И вот однажды майор поддался искушению. Полетел в Петербург и прямо отъявился к аблакату Балалайкину.
- Хочу от живой жены на другой жениться - орудуй!
- С удовольствием, - ответил Балалайкин, - я сам от четырех живых жен на пятой женат и вот, как видите, даже в арестантских ротах не сиживал!
Но уже по тону, которым Балалайкин эти слова сказал, чижик понял, что проку от его ходатайства ждать нельзя. Заплатив Балалайкину двугривенный (за одно вранье!), он, скрепя сердце, направил свой полет в "волостную", но и тут потерпел неудачу.
- Приведи ее, мы выпорем, - ответили ему совершенно резонно. - А коли будешь и впредь без поличного здешнее место утруждать, мы тебя самого разложим; не посмотрим, что ты майор.
Это был, так сказать, последний проблеск бунтующей плоти. Он воротился домой и окончательно присмирел.
Прошла зима. Полузамерзший, наголодавшийся, чуть живой, чижик вылез из своего дупла и едва-едва долетел до речки. Лед был уже настолько слаб, что в некоторых местах образовались полыньи. К одной из них он приблизился, надеясь чем-нибудь поживиться, какою-нибудь ветошью; но, увидев в воде свое изображение, так и ахнул. За зиму он до того похудел, осунулся, отощал, что мундир висел на нем как на вешалке. От прежнего аккуратно застегнутого, чистенького и сытенького чижика не осталось и следа; даже шпоры - и те неизвестно куда девались. С тоскою в сердце вернулся он в дупло и сразу утратил веру в более светлое будущее.
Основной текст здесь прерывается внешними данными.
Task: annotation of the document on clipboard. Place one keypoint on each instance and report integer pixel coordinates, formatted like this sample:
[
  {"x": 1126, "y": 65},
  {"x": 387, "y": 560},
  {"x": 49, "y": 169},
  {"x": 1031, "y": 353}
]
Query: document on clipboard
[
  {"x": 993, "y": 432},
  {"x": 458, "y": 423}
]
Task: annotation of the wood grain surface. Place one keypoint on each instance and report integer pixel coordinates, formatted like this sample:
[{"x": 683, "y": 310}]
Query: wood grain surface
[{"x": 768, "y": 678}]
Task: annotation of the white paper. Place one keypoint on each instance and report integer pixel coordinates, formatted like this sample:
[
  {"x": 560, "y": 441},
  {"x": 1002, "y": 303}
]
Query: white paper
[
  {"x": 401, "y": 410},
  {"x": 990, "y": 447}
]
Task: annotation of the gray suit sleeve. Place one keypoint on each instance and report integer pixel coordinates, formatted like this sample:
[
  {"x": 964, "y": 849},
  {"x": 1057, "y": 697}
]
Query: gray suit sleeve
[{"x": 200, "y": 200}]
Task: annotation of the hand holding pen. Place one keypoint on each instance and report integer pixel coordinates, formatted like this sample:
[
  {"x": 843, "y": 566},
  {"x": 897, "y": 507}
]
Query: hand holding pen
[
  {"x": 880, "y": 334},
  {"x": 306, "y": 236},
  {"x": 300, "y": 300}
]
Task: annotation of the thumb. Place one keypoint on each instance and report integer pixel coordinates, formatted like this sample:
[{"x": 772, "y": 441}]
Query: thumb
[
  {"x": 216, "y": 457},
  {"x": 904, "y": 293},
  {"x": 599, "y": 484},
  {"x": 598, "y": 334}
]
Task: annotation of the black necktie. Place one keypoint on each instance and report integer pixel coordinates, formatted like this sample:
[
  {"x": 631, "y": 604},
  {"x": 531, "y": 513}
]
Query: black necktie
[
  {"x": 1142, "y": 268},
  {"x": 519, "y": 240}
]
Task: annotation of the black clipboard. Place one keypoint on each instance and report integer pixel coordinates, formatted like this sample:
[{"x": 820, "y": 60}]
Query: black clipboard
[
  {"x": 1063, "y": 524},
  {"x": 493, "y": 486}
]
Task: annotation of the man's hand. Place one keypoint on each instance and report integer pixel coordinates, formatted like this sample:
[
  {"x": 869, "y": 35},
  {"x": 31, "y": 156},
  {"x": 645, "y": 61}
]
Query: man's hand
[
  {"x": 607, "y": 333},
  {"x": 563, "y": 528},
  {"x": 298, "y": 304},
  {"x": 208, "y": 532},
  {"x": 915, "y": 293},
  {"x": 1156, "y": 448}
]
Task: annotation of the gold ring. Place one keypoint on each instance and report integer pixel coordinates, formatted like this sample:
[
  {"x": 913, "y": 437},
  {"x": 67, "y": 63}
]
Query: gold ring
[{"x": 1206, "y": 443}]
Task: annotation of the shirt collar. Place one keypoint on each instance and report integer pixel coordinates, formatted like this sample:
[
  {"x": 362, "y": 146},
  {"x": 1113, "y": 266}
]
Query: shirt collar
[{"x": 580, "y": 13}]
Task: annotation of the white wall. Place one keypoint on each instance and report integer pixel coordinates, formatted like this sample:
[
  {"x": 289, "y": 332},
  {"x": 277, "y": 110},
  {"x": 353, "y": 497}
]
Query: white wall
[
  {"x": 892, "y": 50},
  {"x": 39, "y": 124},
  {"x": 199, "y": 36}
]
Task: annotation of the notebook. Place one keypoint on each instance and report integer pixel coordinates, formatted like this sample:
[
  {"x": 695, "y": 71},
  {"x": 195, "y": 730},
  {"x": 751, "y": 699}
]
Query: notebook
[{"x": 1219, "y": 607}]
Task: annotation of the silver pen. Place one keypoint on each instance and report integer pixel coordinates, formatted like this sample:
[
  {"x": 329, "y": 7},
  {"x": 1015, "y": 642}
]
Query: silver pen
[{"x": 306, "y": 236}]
Что пользы, ежели он и дождется ее, - какое он сделает ей приветствие? какие представит доказательства супружеской любезно-верной преданности?
И вдруг, в один теплый майский вечер, она воротилась. Воротилась худая, больная, истрепанная и как будто не в себе. Хохолок на головке был выщипан, перышки на крыльях помяты, хвостик жиденький; даже желтенькое платьице выцвело и посерело. И вся дрожала, не то от холода, не то от стыда. Насилу чижик ее узнал.
- Вот и я пришла! - сказала она.
- Живи! - ответил ей чижик.
Только и разговору промеж них было. О прошлом - молчок, о будущем - ни гугу.
И живут с тех пор друг подле друга в одном дупле, молчат и все о чем-то думают. Может быть, ждут чуда, которое растворит их сердца и наполнит их ликованиями прощения и любви; но, может быть, сознают себя окончательно раздавленными и угрюмо ропщут. Он: "Ах, разбила ты мою жизнь, кукла бесчувственная!" Она: "Ах, заел ты мою молодость, распостылый майор!"